= Regularity structure =

Framework for studying stochastic partial differential equations

Martin Hairer's theory of regularity structures provides a framework for studying a large class of subcritical parabolic stochastic partial differential equations arising from quantum field theory. The framework covers the Kardar–Parisi–Zhang equation, the $\Phi_3^4$ equation and the parabolic Anderson model, all of which require renormalization in order to have a well-defined notion of solution.

A key advantage of regularity structures over previous methods is its ability to pose the solution of singular non-linear stochastic equations in terms of fixed-point arguments in a space of “controlled distributions” over a fixed regularity structure. The space of controlled distributions lives in an analytical/algebraic space that is constructed to encode key properties of the equations at hand. As in many similar approaches, the existence of this fixed point is first poised as a similar problem where the noise term is regularised. Subsequently, the regularisation is removed as a limit process. A key difficulty in these problems is to show that stochastic objects associated to these equations converge as this regularisation is removed.

Hairer won the 2021 Breakthrough Prize in mathematics for introducing regularity structures.

==Definition==

A regularity structure is a triple $\mathcal{T} = (A,T,G)$ consisting of:
- a subset $A$ (index set) of $\mathbb{R}$ that is bounded from below and has no accumulation points;
- the model space: a graded vector space $T = \oplus_{\alpha \in A} T_{\alpha}$, where each $T_{\alpha}$ is a Banach space; and
- the structure group: a group $G$ of continuous linear operators $\Gamma \colon T \to T$ such that, for each $\alpha\in A$ and each $\tau \in T_{\alpha}$, we have $(\Gamma-1)\tau \in \oplus_{\beta<\alpha} T_{\beta}$.

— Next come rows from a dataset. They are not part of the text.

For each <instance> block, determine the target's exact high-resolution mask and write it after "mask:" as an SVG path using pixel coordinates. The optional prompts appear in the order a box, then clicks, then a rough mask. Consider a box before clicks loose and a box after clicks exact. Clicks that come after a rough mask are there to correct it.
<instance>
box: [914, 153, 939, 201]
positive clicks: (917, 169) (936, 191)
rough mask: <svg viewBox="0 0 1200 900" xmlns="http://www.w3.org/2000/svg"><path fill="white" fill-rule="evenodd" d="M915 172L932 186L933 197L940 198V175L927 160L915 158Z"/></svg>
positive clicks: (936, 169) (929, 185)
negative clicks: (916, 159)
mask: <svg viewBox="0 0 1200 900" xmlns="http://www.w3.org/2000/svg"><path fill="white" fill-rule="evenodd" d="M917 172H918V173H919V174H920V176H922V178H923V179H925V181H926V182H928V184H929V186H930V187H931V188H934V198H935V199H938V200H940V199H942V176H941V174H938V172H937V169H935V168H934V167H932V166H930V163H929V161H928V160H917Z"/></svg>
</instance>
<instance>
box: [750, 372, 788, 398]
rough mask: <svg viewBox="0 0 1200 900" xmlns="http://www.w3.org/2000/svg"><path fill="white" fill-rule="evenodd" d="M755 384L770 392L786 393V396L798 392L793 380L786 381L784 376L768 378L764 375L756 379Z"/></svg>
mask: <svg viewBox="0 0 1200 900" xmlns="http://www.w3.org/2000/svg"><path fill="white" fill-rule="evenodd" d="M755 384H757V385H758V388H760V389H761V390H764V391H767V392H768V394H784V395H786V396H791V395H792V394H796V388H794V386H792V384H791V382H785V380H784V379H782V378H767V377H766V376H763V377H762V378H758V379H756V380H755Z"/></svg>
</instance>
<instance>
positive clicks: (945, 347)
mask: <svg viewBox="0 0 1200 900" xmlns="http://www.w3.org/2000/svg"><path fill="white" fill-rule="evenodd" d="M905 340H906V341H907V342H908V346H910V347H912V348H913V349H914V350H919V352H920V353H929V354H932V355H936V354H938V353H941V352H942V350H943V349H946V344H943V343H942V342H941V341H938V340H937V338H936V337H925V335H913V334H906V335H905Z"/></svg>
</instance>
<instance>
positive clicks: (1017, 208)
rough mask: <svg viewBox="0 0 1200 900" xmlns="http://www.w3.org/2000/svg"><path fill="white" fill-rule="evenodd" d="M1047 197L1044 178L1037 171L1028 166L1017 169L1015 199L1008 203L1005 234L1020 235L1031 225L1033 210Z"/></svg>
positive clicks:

A further key notion in the theory of regularity structures is that of a model for a regularity structure, which is a concrete way of associating to any $\tau \in T$ and $x_{0} \in \mathbb{R}^{d}$ a "Taylor polynomial" based at $x_{0}$ and represented by $\tau$, subject to some consistency requirements.
More precisely, a model for $\mathcal{T} = (A,T,G)$ on $\mathbb{R}^{d}$, with $d \geq 1$ consists of two maps
$\Pi \colon \mathbb{R}^{d} \to \mathrm{Lin}(T; \mathcal{S}'(\mathbb{R}^{d}))$,
$\Gamma \colon \mathbb{R}^{d} \times \mathbb{R}^{d} \to G$.
Thus, $\Pi$ assigns to each point $x$ a linear map $\Pi_{x}$, which is a linear map from $T$ into the space of distributions on $\mathbb{R}^{d}$; $\Gamma$ assigns to any two points $x$ and $y$ a bounded operator $\Gamma_{x y}$, which has the role of converting an expansion based at $y$ into one based at $x$. These maps $\Pi$ and $\Gamma$ are required to satisfy the algebraic conditions
$\Gamma_{x y} \Gamma_{y z} = \Gamma_{x z}$,
$\Pi_{x} \Gamma_{x y} = \Pi_{y}$,
and the analytic conditions that, given any $r > | \inf A |$, any compact set $K \subset \mathbb{R}^{d}$, and any $\gamma > 0$, there exists a constant $C > 0$ such that the bounds
$| ( \Pi_{x} \tau ) \varphi_{x}^{\lambda} | \leq C \lambda^{|\tau|} \| \tau \|_{T_{\alpha}}$,
$\| \Gamma_{x y} \tau \|_{T_{\beta}} \leq C | x - y |^{\alpha - \beta} \| \tau \|_{T_{\alpha}}$,
hold uniformly for all $r$-times continuously differentiable test functions $\varphi \colon \mathbb{R}^{d} \to \mathbb{R}$ with unit $\mathcal{C}^{r}$ norm, supported in the unit ball about the origin in $\mathbb{R}^{d}$, for all points $x, y \in K$, all $0 < \lambda \leq 1$, and all $\tau \in T_{\alpha}$ with $\beta < \alpha \leq \gamma$. Here $\varphi_{x}^{\lambda} \colon \mathbb{R}^{d} \to \mathbb{R}$ denotes the shifted and scaled version of $\varphi$ given by
$\varphi_{x}^{\lambda} (y) = \lambda^{-d} \varphi \left( \frac{y - x}{\lambda} \right)$.